Checkout the dirctory at: https://github.com/DataTalksClub/mlops-zoomcamp/tree/main/02-experiment-tracking/running-mlflow-examples

Remote tracking server:
The tracking server can be easily deployed to the cloud.
Some benefits:
- Share experiments with other data scientists.
- Collaborate with others to build and deploy models
- Give more visibility of the data science efforts.

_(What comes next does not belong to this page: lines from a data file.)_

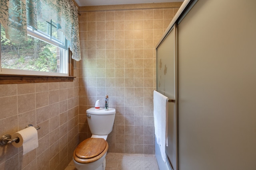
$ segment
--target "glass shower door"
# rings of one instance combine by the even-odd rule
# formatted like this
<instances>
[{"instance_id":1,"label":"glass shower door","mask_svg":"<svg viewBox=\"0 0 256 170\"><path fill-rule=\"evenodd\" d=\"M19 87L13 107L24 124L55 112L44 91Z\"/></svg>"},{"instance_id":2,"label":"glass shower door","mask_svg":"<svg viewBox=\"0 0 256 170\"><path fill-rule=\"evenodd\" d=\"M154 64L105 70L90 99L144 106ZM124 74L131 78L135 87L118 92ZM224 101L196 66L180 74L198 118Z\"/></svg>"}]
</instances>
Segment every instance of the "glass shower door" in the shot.
<instances>
[{"instance_id":1,"label":"glass shower door","mask_svg":"<svg viewBox=\"0 0 256 170\"><path fill-rule=\"evenodd\" d=\"M178 170L176 25L170 29L156 48L158 91L175 100L168 103L168 142L166 152L172 168Z\"/></svg>"}]
</instances>

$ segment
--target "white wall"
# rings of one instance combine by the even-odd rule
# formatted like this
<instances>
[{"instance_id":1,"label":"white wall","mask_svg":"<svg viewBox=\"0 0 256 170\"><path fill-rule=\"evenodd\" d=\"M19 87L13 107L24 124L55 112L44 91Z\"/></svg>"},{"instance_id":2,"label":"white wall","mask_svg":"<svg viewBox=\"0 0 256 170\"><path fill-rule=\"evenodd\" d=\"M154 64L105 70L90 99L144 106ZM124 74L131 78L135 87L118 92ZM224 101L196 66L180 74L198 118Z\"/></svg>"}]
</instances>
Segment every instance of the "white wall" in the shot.
<instances>
[{"instance_id":1,"label":"white wall","mask_svg":"<svg viewBox=\"0 0 256 170\"><path fill-rule=\"evenodd\" d=\"M256 169L255 6L199 0L178 25L180 170Z\"/></svg>"}]
</instances>

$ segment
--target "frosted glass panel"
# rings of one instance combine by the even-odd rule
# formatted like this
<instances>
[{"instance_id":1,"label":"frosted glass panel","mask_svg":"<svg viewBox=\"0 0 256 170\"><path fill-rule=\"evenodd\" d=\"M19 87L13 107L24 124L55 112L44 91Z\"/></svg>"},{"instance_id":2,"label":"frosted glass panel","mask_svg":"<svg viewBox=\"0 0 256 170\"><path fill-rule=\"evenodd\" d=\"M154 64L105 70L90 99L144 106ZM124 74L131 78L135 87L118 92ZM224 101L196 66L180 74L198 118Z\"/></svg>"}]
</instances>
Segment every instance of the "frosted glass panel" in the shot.
<instances>
[{"instance_id":1,"label":"frosted glass panel","mask_svg":"<svg viewBox=\"0 0 256 170\"><path fill-rule=\"evenodd\" d=\"M157 48L157 89L172 99L174 98L174 43L173 29Z\"/></svg>"},{"instance_id":2,"label":"frosted glass panel","mask_svg":"<svg viewBox=\"0 0 256 170\"><path fill-rule=\"evenodd\" d=\"M175 36L172 29L157 49L157 88L170 99L175 97ZM175 103L168 103L167 158L174 170L177 170L177 126Z\"/></svg>"}]
</instances>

Issues with running a remote (shared) MLflow server

- Security
    - Restrict access to the server (eg. access through VPN)
- Scalability
    - Check Deploy MLflow on AWS Fargate
    - Check MLflow at Company Scale by Jean-Denis Lesage
- Isolation
    - Deine standard for naming experiments, models, and a set of default tags
    - Restrict access to artifact (eg. use S3 buckets living in different AWS accounts)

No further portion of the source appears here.